Neuroscientists describe this in terms of “predictive encoding.” Our brains are constantly trying to anticipate what will happen next in social interactions. When a human-like entity behaves too predictably or mechanically, it creates what researchers call “error signals.” The more realistic the appearance, the more jarring the mismatch when behavior doesn’t follow.

This helps explain why hyper-realistic avatars can sometimes feel less trustworthy than stylized ones. When appearance sets the expectation of human-like behavior, and the avatar can’t deliver, the result is cognitive dissonance. A stylized avatar, by contrast, establishes different expectations from the start. Users aren’t waiting for it to be human. They’re just engaging with what it actually is.

Trust and Ethical Implications

Trust isn’t pixie dust. It doesn’t magically appear when you add more polygons or higher-res textures. Trust happens when an avatar behaves in ways that feel natural, respectful, and emotionally congruent.

When that happens, people stay longer in the conversation. They understand more. They open up more. They feel more satisfied and experience less cognitive load.

We see this across healthcare, education, hospitality, everywhere digital humans show up. And that brings me to something important: if we know how to engineer trust, we also carry the responsibility to do it ethically. Overly realistic behavior without guardrails can be manipulative.

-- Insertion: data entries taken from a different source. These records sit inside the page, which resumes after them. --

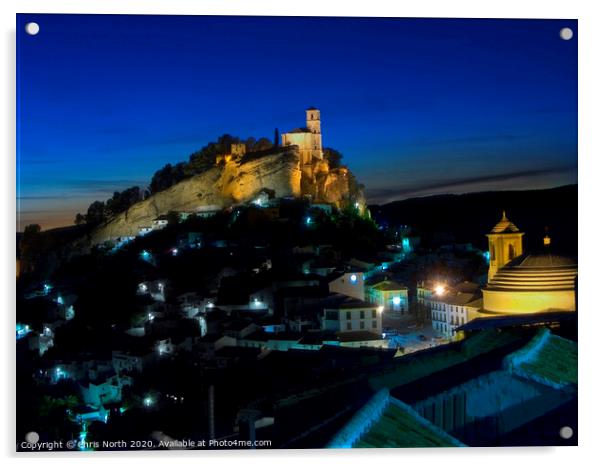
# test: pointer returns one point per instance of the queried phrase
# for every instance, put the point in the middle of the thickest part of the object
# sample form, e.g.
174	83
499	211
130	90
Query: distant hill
468	217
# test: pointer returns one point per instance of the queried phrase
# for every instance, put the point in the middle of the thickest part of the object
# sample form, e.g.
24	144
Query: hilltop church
308	139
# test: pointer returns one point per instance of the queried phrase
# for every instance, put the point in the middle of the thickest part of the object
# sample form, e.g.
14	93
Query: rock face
232	183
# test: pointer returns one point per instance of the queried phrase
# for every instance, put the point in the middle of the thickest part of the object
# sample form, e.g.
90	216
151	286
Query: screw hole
566	33
32	28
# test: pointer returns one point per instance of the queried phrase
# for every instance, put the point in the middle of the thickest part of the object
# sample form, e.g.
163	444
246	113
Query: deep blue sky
417	106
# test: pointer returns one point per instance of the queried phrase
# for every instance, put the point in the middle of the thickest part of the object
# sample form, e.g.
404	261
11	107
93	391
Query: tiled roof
388	285
548	359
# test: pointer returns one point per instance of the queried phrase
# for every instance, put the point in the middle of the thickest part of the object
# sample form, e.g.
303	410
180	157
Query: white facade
447	317
343	320
349	284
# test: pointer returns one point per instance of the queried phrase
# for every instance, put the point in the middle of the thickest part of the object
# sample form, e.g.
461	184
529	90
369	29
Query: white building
349	284
345	314
452	307
389	295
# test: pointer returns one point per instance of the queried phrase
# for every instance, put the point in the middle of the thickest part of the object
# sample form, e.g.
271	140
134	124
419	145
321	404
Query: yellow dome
505	226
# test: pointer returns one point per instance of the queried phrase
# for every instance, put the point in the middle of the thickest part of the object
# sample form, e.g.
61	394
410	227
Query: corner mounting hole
32	28
566	33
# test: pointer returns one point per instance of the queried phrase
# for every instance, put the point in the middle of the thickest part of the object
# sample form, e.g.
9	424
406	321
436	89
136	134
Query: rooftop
388	285
505	226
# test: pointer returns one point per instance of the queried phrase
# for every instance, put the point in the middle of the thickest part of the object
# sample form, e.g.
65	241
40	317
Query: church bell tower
505	243
312	117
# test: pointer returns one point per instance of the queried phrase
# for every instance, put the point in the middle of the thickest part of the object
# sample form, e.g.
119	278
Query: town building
390	295
346	314
451	307
308	139
348	283
538	281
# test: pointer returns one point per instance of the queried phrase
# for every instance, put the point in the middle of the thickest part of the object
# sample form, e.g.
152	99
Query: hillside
233	183
468	217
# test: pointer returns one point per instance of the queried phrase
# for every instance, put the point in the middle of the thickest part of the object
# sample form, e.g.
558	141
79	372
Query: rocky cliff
231	183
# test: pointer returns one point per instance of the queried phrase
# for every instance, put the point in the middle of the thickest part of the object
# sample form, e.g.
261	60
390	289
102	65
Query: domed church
521	283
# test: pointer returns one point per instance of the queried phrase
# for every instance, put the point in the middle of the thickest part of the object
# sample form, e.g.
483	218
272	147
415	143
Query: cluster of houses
326	303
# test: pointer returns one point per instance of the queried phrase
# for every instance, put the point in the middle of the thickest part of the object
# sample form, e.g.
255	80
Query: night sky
417	106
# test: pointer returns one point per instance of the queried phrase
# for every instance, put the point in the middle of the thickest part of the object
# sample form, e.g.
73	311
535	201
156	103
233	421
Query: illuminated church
520	282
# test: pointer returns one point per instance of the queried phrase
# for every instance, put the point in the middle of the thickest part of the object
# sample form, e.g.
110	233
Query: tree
80	219
333	157
262	144
96	213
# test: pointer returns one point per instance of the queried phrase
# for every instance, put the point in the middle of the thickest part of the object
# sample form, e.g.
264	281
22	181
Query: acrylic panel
295	232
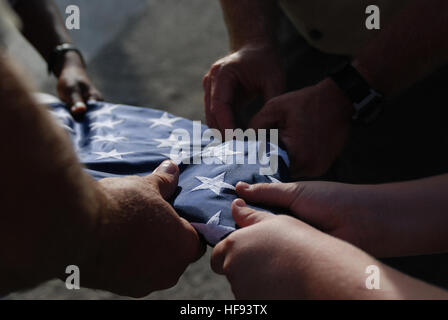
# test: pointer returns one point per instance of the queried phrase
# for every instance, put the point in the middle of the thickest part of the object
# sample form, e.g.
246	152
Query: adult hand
341	210
313	124
250	71
279	257
143	244
74	85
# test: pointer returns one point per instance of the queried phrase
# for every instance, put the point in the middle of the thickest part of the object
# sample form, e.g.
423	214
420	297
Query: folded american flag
115	140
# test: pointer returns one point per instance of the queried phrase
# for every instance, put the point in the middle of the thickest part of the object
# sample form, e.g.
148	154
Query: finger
223	87
270	194
210	119
218	257
165	178
268	117
245	216
76	103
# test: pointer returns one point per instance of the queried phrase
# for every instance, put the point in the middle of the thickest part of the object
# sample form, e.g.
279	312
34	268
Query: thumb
77	105
273	89
270	194
245	216
267	117
165	178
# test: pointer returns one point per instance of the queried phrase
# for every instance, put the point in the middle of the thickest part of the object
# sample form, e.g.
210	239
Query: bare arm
121	232
49	206
387	220
44	28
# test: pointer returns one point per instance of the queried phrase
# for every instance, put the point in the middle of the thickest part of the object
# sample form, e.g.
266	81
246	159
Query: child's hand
269	257
279	257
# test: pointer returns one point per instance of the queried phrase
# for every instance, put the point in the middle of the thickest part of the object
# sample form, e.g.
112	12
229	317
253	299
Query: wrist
65	56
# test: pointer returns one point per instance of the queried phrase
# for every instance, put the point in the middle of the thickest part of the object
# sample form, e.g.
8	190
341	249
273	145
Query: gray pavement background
145	53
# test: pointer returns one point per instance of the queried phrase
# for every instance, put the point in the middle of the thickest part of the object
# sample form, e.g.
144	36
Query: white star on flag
105	124
213	184
273	179
111	154
108	138
164	120
179	157
61	114
103	110
212	230
220	152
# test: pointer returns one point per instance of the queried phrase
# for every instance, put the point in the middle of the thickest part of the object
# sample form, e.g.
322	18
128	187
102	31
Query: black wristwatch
58	52
366	101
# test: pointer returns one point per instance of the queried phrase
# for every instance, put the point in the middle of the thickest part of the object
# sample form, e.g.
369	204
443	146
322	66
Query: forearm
249	21
44	29
49	205
408	49
344	267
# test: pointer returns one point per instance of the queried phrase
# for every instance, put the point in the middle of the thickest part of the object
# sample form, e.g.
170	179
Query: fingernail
167	167
243	185
239	203
79	105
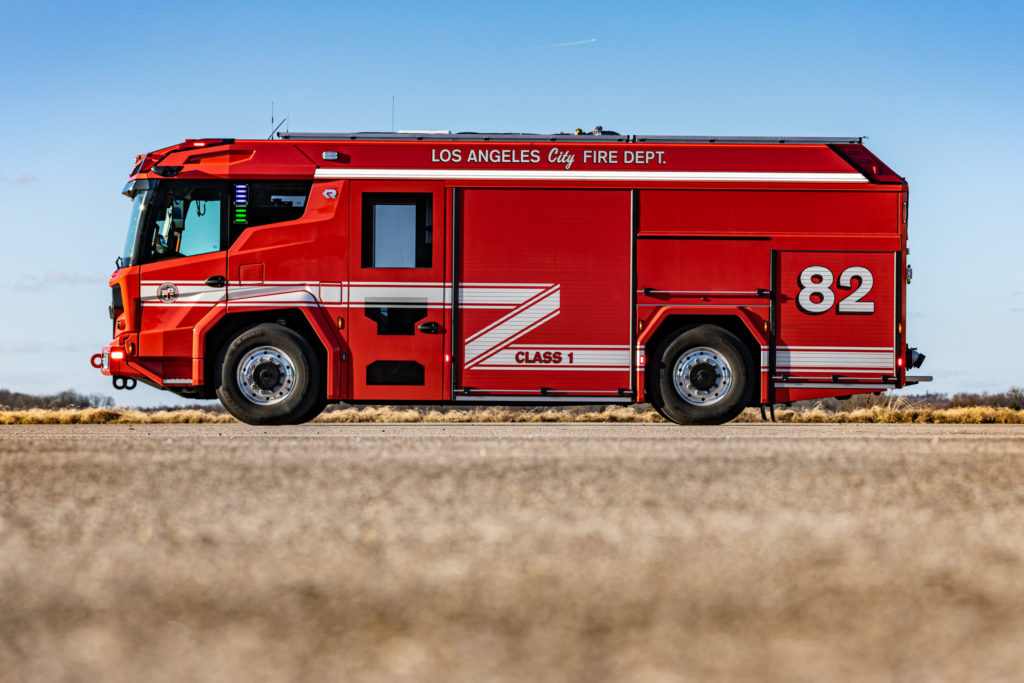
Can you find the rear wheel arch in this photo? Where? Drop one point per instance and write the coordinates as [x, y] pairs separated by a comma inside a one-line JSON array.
[[674, 325], [700, 375]]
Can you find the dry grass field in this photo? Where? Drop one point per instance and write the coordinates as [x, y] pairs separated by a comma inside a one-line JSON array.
[[884, 413], [531, 552]]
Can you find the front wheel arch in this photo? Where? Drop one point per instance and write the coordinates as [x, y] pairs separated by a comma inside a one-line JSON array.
[[268, 374]]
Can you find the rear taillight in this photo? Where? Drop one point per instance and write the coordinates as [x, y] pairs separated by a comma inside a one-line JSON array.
[[858, 157]]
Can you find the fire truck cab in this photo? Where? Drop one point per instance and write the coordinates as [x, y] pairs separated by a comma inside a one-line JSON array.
[[700, 274]]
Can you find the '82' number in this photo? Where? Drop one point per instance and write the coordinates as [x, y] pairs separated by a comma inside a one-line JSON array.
[[816, 296]]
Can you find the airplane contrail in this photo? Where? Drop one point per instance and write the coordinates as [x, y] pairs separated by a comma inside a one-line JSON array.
[[576, 42]]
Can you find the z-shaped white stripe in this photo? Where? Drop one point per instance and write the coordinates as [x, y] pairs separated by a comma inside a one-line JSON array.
[[527, 316]]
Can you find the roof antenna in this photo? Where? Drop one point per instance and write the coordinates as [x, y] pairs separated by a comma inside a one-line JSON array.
[[272, 128]]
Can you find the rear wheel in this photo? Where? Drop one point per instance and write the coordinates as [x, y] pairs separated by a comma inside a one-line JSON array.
[[701, 377], [269, 376]]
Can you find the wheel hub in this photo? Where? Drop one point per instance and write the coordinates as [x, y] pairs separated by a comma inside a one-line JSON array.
[[702, 376], [265, 375]]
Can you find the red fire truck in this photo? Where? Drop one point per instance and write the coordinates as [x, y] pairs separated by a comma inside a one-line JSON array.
[[699, 274]]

That’s why at CodeBaby, we design for transparency, clarity, and healthy boundaries. We want people to feel supported and empowered, not nudged and influenced.

The Bottom Line

People don’t connect with avatars because they’re realistic. They connect because they’re relatable.

Eye gaze, microexpressions, and cadence are the small things that research shows make a big difference. And the science suggests that stylization isn’t a limitation to overcome. For many users and use cases, it may actually be an advantage: cleaner emotional signals, better predictive alignment, less uncanny valley disruption.

These are exactly the things we invest in every day at CodeBaby. Because if an avatar is going to speak on behalf of a brand, an educator, or a healthcare provider, it needs to earn that trust the right way.